I've been through the "This radio is junk" thing before.
It was when I migrated our users from a Motorola trunked system to a Kenwood trunked system.
When I asked them end users that complained what the issues were, there weren't any. It was pure brand loyalty. People that do not understand radios will often blame the brand name. Motorola is believed to be better due to seeing it on TV, brand name recognition, or in some cases, previous experience. Before they changed them to the Icom's, I'm willing to bet your friend had never heard of them.
5 watts FM for a Motorola is no different from 5 watts FM from an Icom, if both are working to factory spec.
And chances are if you peeled the Icom label off and stuck a Motorola label on the radio, suddenly it would work better. Been there, done that, and it works every time.
Issue will come when they migrate to NXDN. The HT-1000 won't do that, and he'll need to have the Icom radio in hand. Make sure he hangs on to it.
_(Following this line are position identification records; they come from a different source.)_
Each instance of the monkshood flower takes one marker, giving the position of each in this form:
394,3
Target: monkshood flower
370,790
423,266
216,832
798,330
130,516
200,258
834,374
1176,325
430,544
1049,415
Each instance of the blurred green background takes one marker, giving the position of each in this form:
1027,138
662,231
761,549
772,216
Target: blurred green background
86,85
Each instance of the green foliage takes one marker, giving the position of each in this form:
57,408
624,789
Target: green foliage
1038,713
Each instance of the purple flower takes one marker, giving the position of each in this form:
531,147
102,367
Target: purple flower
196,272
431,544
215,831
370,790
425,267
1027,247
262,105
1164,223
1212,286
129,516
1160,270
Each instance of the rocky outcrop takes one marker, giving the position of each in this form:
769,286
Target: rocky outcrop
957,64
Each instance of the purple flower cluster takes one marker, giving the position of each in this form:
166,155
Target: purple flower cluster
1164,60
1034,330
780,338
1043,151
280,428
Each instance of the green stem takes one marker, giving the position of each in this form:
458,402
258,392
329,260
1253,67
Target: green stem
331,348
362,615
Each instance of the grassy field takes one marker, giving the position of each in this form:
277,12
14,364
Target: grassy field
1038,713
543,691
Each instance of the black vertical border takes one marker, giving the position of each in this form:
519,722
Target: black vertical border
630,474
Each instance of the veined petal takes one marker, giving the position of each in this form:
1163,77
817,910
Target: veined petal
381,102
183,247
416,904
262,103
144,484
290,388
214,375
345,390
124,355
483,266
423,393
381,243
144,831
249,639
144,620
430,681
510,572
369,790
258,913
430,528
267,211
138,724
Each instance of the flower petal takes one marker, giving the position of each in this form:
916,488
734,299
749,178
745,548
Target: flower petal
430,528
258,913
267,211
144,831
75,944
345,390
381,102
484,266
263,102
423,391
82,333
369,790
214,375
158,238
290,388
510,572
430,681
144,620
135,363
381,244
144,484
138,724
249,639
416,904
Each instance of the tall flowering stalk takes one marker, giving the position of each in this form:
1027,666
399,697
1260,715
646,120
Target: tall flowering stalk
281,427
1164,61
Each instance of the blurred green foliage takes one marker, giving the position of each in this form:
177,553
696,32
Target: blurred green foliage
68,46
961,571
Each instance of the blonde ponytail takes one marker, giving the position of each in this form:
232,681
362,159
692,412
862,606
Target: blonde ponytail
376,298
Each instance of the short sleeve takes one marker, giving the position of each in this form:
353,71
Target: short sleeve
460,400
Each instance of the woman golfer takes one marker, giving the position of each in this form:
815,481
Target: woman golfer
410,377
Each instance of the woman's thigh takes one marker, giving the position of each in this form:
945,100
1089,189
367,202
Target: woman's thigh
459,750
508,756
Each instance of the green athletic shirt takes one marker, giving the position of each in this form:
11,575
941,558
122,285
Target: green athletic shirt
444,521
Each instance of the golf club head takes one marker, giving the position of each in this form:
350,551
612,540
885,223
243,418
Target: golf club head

If he's concerned about issues with his company issued radio, he should talk to their radio techs. They can easily put it on a service monitor and confirm it's working to factory specs. If there's a problem with the other infrastructure and other employees are complaining, then they need to let someone know so it can be fixed.
As for you programming the radio, there are several FCC Part 90 rules that would work against you.
Specifically:
90.403 says that the licensee is responsible for all radios used under their license. This is why the employ their own radio techs, to make sure everything works within the limitations of the company license. You, not working for the company, are putting an unauthorized radio on their radio system. If for some reason it didn't meet specs and caused interference to another licensed user, the company would be held responsible. They'd find the bootleg radio and start asking questions. If your buddy rats you out, then they have you by:
90.427 and 90.433, which again says that the company is responsible for maintaining radios, as in "... the responsibility of station licensees to maintain control over the stations licensed to them" and "the responsibility of station licensees to have and to maintain control over the stations licensed to them". You not being an employee of the company will get you on the wrong side of the FCC for programming frequencies into radios you are not authorized for.
Yeah, FCC isn't going to come and bust you, but if they do, it's usually expensive and they start looking at what other licenses you have.
So, just make sure your buddy doesn't rat you out if something goes wrong.
As for programming the radio….
Make sure you figure out if they use any sort of radio ID scheme, like MDC-1200, DTMF, etc. Make sure you program the new radio to match.
I'm not fooling myself into thinking anything I wrote above is going to change this situation, so at least make 100% sure you've programmed it all correctly and you cover all your tracks (no pun intended.)